Well, Christmas finally arrived. We lurched towards it in a frenzy of wrapping, carols and market shops and when it finally arrived, the day long naps were punctuated by pauses in which we ate roast veggies and pudding.
I spent Christmas in Maldon with family. Australia’s first notable town. In the last couple of days I enjoyed meandering into town, buying a few bits and pieces from the funky shops that have sprung up on Main Street.
One purchase, my ‘comfy dress’ (sounds inelegant, doesn’t it?) has large pockets. Of which I heartily approve. It always makes me chuckle, finding pockets in a dress, because it takes me back to my old arts honours days, finding little gems on microfilm during the winter weeks I was holed up in Battye Library. It takes me back because of this comment piece from the Westralian Worker in 1914:
WE OPPOSE POCKETS FOR WOMEN.
1. Because pockets are not a natural right.

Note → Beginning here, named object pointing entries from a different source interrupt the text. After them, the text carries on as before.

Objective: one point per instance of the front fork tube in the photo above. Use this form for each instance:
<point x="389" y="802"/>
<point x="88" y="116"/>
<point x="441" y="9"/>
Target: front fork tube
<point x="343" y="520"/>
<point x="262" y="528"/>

2. Because the great majority of women do not want pockets. If they did, they would have them.
3. Because whenever women have had pockets they have not used them.
4. Because women are expected to carry enough things as it is without the additional burden of pockets.
5. Because it would make dissension between husband and wife as to whose pockets were to be filled.
6. Because it would destroy man’s chivalry towards woman if he did not carry all her things in his pockets.
7. Because men are men and women are women. We must not fly in the face of nature.
I located the quoted section in the cached archives of my now husband’s uni blog. He was at the time studying the coverage and political positioning of the Westralian Worker between the wars. I was studying Irish female migration to WA. Both of us spent most of the year crouched over microfilm archives in the state library.